Step 5: Aligning the sequence of core gene sequences

Info

For each of our objects, we have an amino acid sequence and a nucleotide sequence. That is, we can do alignments of both.
For biological analysis, the protein sequence is preferred because:

Larger alphabet = more letter variants - 20 vs. 4 for nucleotide sequences.
Amino acids have a more conservative structure (nucleotides are more variable, there are nonsynonymous substitutions, and amino acids are under stronger selection and it is easier for us to match conservative parts).

However, when aligning amino acid sequences, we find it difficult to ‘go back’ and account for nucleotide substitutions.
But there is a trick - we take the nucleotide sequences, translate them into amino acids and sort of align the amino acids, preserving the original triplets of nucleotides that were underneath those amino acids.

Then:

We can account for honest correct reading frame shifts - like a single nucleotide dropout in a nucleotide alignment (i.e. we allow for a situation that is impossible in an amino acid alignment).
And at the same time we have information about the amino acid structure of the protein - a combination of two levels of information.

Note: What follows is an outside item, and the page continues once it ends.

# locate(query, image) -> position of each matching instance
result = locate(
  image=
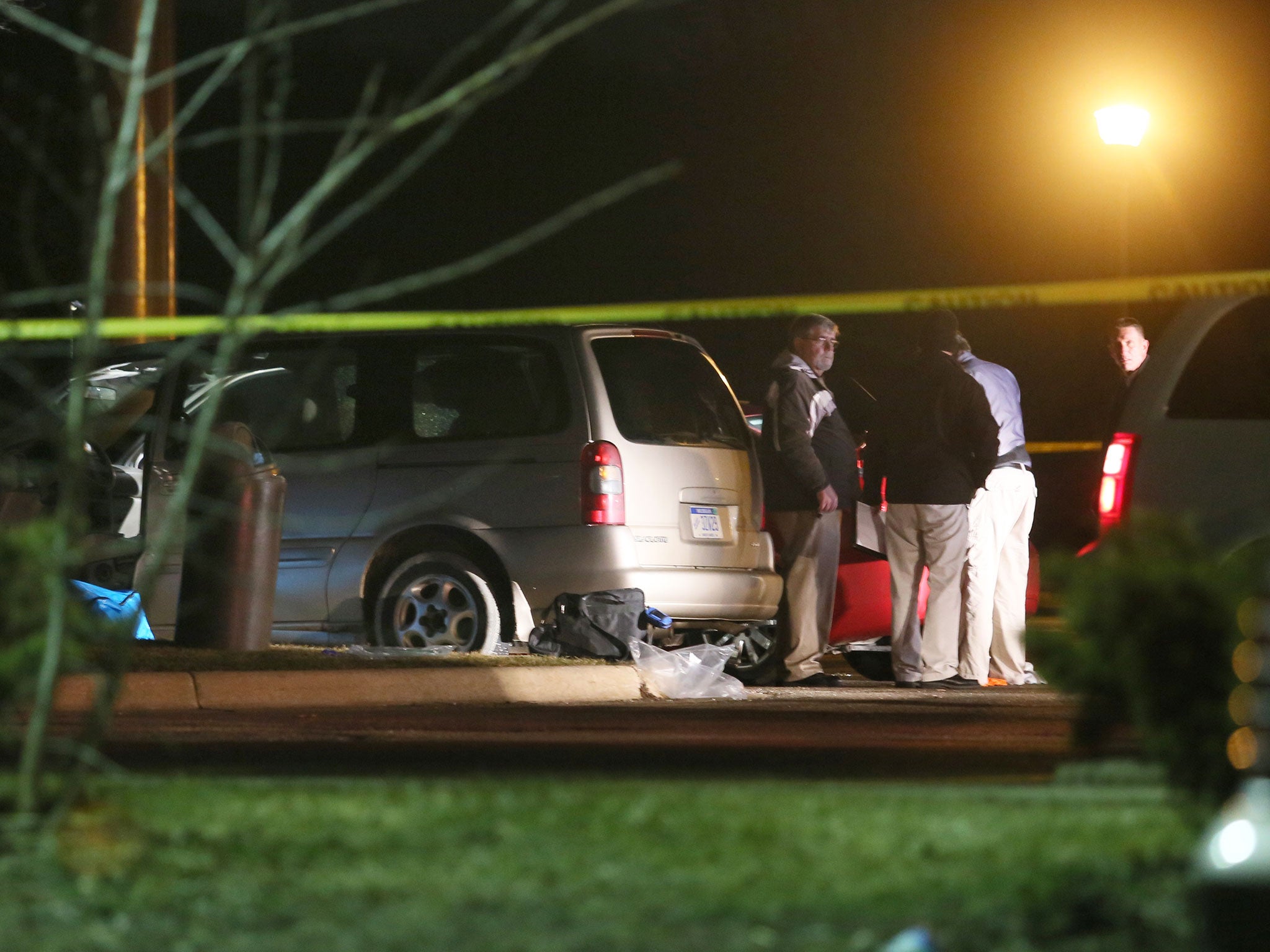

Let's also break down the command below in parts:

PanACoTA - the name of the tool we are running.
align - module of this tool that aligns sequences with mafft.
By key -c we pass the PersGenome_PanGenome-EsMa.All.prt-clust-0.8-mode1.lst-all_1.lst file.
By key -l we pass the LSTINFO-.lst file from the Step 2.2..
By key -n we pass the four-character name for the data, which was set previously.
By key -d we pass the path to the output directory from Step 2..
By key -o we specify where to store the output files.

Input

PanACoTA align -c Coregenome/PersGenome_PanGenome-EsMa.All.prt-clust-0.8-mode1.lst-all_1.lst -l Annotation/LSTINFO-.lst -n EsMa -d Annotation/ -o Alignment

Let's go into the directory and look at the results.

Input

ls Alignment

Output

Align-EsMa  PanACoTA-align_EsMa.log      PanACoTA-align_EsMa.log.err
List-EsMa   PanACoTA-align_EsMa.log.details  Phylo-EsMa

We see a lot of log files.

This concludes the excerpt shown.